À propos de moi

C’était un soir d’hiver, et le froid humide montréalais affichait déjà sa présence en sifflant doucement. Je me suis mise à longer la rue Saint-Laurent vers le nord à pieds jusqu’à ce que j’atteigne un resto portugais pour rencontrer deux copines. Une fois repéré, je suis rentrée à l’intérieur et me suis dirigée tranquillement vers l’arrière en espérant les reconnaître. Elles étaient déjà attablées. Une a levé les yeux et m’a fait signe de la main. Je me suis vite assise et me suis excusée de mon retard quand l’autre copine m’a fait une remarque :

— Oh! Quel beau manteau de fourrure!

Je portais un manteau de fourrure noir et court, acheté dans une friperie dans le quartier Mile-End. Il avait dû être fabriqué dans les années ’50 car selon un ami, les manches courtes étaient une caractéristique de cette époque. Je me suis vantée que je l’avais seulement payé 30 $. Évidemment, je n’aurais jamais dépensé une fortune pour un manteau de fourrure neuf pour deux raisons : primo, le fait d’encourager ce commerce et secondo, le refus de trop dépenser pour des vêtements dont le coût de fabrication est souvent très faible. Car d’après moi, si on cherche bien, on peut toujours trouver des aubaines.
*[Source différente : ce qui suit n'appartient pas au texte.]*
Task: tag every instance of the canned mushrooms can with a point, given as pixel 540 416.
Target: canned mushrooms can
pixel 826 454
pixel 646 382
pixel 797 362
Quand le moment est venu de choisir notre plat, j’ai commencé à poser plusieurs questions au serveur quant à leurs ingrédients. C’est que je ne voulais rien avec de la viande et je recherchais plutôt quelque chose de végétarien.

— Tu ne manges pas de viande? s’est enquis une copine.
— Pas vraiment, ai-je répondu. Je suis quasi végétarienne.
— Ah oui? s’est exprimée l’autre. Mais comment fais-tu pour les protéines? Il faut faire attention. Tu peux devenir anémique.
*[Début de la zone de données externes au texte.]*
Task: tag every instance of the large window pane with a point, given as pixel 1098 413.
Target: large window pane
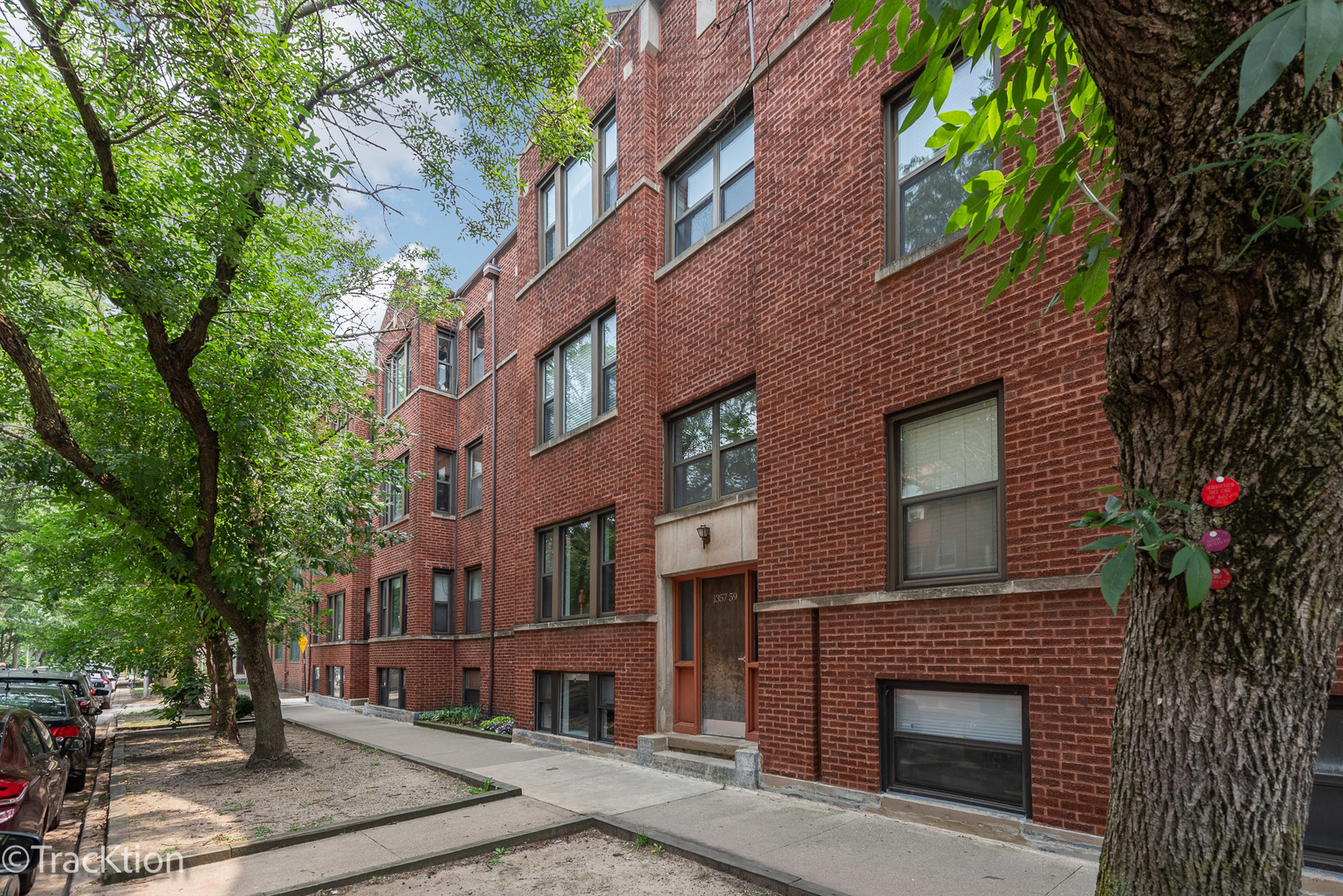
pixel 736 418
pixel 950 450
pixel 692 481
pixel 960 713
pixel 578 199
pixel 956 535
pixel 575 705
pixel 695 434
pixel 575 542
pixel 739 469
pixel 578 382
Bien sûr, je m’en doutais bien que cette question allait finir par surgir, question commune et inévitable. Je dis ceci, car si on devait effectuer un sondage sur cette question (ici, je pense au jeu télévisé La guerre des clans), je crois que 95 % de la population aurait exprimé les mêmes affirmations.
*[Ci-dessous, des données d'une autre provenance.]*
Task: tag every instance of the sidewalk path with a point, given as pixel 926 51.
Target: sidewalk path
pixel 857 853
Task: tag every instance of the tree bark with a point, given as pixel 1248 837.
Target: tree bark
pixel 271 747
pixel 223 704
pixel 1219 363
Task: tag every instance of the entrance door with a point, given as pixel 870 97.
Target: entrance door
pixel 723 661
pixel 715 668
Je leur ai expliqué ce par quoi je compensais la viande : noix, fèves, champignons, algues marines, etc. Du coup, je leur ai raconté comment j’en étais venue à éliminer ma consommation de viande, soit depuis mon expérience de méditation intense pendant dix jours dans une retraite dans les Cantons de l’est. C’est à ce moment qu’une s’est exclamée :

— Waouh! Tu es si granola en plus d’être glam! En fait, en te regardant avec ton manteau de fourrure, on devrait plutôt dire : Glamnola [1].

Puis, on s’est toutes esclaffées. En effet, ce néologisme me décrit parfaitement : je prône autant le côté extérieur que le côté intérieur. Je les considère comme étant une globalité de mon être et de mon bien-être.

Par contre, ce mode de vie s’avère une évolution continuelle et jusqu’à présent, je considère que je n’ai pas fini d’évoluer. Ma soif d’apprendre, ma curiosité et ma conviction vers une démarche holistique pour me maintenir en santé et en équilibre rallongent mon parcours vers ce besoin d’être bien dans ma peau de façon naturelle. Et comme je n’ai pas fini d’apprendre, j’ai voulu le partager à tous ceux qui s’intéressent également à ces sujets avec… un petit zeste d’esthétique, quelque chose qui me passionne on ne peut plus aussi.

Comment naviguer dans ce blog?

J’ai repris le concept de la philosophie holistique et ai divisé mes articles selon les quatre dimensions avancées :

  • Émotionnelle
  • Mentale
  • Physique
  • Spirituelle

Pourquoi la création de ce blog?

Mon intention est de devenir un être équilibré, débarrassé de tout élément nocif, afin que la totalité de mon être puisse vibrer à sa fréquence la plus haute et atteindre une libération complète. Ainsi, je partagerai graduellement mes expériences par rapport à ces domaines : chaque découverte, chaque apprentissage et chaque aventure.

Bienvenue dans l’univers de K’naya, la Glamnola.

 

 

[1] Un Granola est la personne qui consomme un mélange d’avoine, d’amandes et de miel apparenté au muesli. Notamment au Québec où le terme peut désigner quelqu’un d’un peu hippie, bohème et de convictions écologiques.